Ao mesmo tempo, não entendo o fenómeno, que vem acompanhado de outros fenómenos menores de superstição organizada, astrologia, profecias do fim do mundo, etc. Pois não é assim que eu penso e se calhar apenas indica que quem me conhece, não conhece tão bem como possa parecer ao início.

Mas enviar algo deste tipo, que à partida presumo ser um assunto sério para quem envia, com a ligeireza com que por vezes assisto, é algo um pouco desconcertante. Pois, algo paradoxalmente, eu trato este assunto com pouca ligeireza.

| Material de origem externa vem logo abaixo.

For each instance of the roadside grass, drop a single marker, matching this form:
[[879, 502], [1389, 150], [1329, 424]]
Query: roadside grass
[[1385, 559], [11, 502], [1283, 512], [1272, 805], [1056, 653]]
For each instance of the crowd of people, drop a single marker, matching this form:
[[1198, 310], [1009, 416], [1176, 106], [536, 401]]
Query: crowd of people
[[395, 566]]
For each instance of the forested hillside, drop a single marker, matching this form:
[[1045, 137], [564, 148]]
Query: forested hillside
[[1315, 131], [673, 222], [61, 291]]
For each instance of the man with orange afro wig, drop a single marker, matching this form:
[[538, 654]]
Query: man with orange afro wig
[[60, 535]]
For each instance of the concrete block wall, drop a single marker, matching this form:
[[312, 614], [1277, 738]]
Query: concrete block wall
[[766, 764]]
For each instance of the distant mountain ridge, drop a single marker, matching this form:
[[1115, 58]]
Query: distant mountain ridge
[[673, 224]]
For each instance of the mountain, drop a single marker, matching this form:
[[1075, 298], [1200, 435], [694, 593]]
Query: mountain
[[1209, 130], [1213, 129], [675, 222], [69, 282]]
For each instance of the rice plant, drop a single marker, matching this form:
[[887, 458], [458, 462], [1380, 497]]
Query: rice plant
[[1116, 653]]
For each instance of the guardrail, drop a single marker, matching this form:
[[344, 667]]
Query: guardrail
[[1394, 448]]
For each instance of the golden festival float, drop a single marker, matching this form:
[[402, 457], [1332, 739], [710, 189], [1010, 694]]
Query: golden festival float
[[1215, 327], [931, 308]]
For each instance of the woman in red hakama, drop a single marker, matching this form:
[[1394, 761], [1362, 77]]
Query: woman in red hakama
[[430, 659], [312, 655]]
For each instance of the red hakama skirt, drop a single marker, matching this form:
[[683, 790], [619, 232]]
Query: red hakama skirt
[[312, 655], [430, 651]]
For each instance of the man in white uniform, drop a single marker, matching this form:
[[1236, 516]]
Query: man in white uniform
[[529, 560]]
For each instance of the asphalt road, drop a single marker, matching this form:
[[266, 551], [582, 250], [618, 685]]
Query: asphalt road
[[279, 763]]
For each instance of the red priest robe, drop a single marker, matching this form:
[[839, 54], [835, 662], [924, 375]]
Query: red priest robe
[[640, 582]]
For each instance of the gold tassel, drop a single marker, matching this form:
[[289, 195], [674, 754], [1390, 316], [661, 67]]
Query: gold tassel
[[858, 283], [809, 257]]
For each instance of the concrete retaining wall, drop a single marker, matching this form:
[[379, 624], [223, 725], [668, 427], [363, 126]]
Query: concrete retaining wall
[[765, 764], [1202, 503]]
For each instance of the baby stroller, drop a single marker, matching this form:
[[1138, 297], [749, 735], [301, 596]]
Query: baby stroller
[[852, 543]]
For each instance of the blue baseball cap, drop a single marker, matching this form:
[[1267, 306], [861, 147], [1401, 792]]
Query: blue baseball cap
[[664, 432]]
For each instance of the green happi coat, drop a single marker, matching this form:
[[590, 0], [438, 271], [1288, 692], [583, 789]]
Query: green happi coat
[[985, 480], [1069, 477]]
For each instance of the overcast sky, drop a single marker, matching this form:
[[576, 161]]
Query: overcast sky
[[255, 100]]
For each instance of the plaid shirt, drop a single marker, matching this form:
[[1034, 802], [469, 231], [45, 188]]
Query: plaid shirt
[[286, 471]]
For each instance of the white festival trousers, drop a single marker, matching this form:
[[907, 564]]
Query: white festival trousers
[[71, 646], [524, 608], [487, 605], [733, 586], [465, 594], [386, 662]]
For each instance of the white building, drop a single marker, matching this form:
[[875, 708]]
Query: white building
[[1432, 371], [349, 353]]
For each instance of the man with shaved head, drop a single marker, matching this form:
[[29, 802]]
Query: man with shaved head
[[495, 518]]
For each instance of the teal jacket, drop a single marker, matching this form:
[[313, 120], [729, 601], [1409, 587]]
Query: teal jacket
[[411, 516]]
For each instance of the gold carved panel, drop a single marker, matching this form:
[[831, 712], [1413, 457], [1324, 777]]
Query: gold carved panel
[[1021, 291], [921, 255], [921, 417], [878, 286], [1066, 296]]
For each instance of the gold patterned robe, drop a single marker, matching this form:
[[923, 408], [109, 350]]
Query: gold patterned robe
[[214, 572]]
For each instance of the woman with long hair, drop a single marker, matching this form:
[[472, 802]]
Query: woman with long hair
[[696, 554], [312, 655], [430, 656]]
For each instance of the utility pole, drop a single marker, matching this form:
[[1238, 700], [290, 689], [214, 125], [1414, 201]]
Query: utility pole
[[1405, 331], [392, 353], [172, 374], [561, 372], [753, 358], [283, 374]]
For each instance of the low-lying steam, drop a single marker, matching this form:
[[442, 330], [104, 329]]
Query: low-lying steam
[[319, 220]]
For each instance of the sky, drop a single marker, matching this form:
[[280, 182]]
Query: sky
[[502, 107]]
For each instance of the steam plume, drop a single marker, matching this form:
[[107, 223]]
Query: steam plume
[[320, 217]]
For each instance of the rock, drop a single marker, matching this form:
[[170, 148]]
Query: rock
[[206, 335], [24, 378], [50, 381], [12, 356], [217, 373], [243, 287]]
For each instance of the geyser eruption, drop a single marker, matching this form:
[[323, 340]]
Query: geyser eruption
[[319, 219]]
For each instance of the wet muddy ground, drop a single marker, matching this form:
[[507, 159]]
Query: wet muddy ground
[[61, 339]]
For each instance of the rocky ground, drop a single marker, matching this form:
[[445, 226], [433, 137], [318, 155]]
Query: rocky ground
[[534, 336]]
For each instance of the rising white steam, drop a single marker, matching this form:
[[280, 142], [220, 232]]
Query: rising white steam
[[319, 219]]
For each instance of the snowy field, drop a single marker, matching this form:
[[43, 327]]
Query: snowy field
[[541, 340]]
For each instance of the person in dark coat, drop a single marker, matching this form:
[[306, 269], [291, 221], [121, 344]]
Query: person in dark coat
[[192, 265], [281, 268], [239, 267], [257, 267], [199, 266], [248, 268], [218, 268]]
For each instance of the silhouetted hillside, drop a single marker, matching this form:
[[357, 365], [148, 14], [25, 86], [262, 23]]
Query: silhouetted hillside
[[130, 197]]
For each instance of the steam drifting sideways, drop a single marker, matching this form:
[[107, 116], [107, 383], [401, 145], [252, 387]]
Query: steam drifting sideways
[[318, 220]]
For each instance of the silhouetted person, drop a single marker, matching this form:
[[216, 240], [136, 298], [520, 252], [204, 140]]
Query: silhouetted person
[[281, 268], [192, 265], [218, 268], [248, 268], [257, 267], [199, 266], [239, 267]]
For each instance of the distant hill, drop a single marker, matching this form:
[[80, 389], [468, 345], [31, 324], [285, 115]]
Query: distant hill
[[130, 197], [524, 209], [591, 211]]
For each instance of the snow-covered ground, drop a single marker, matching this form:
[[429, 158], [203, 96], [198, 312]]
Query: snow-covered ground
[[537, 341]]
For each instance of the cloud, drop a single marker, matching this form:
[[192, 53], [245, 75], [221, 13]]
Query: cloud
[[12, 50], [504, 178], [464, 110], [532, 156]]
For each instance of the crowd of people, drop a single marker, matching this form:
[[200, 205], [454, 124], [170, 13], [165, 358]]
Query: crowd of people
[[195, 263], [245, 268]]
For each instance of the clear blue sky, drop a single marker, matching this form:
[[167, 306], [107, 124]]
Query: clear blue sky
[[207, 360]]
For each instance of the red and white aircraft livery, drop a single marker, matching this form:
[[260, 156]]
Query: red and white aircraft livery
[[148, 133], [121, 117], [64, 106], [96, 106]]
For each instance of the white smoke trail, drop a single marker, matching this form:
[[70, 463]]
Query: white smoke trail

Mais: será mesmo possível, hoje em dia, converter ou de alguma forma influenciar alguém, em termos religiosos, enviando uma carrada de mensagens com conteúdos religiosos, profecias, ameaças de inferno, promessas do cumprimento de desejos, etc?

Não creio.

Mas se o exmo. Leitor acredita nestas coisas, peço que re-envie nos próximos dez minutos esta crónica a quinze dos seus melhores amigos senão esteja certo de que as duas piores coisas que lhe possam acontecer na vida (escolha agora) irão acontecer nas próximas 24 horas, sem apelo nem agravo.

1 Comentário »

  1. Quem assim escreve não me parece que não seja religioso. Faz-me lembrar a IURD. Acreditar em alguma coisa é uma questão de fé. Cada um acredita naquilo que acha ser o melhor para si, independentemente da religião que prefesse. Agora o comentário acima ………….fico com a ideia de que quer converter alguem, a qualquer preço, para qualquer seita ou religião. Em Moçambique é normal haver diversas religiões e todas elas sempre conviveram bem. Será o seu artigo separatista? Catolicos, muçulmanos, indus, seguidores de Haga-khan e outros, nunca constou que se dessem mal.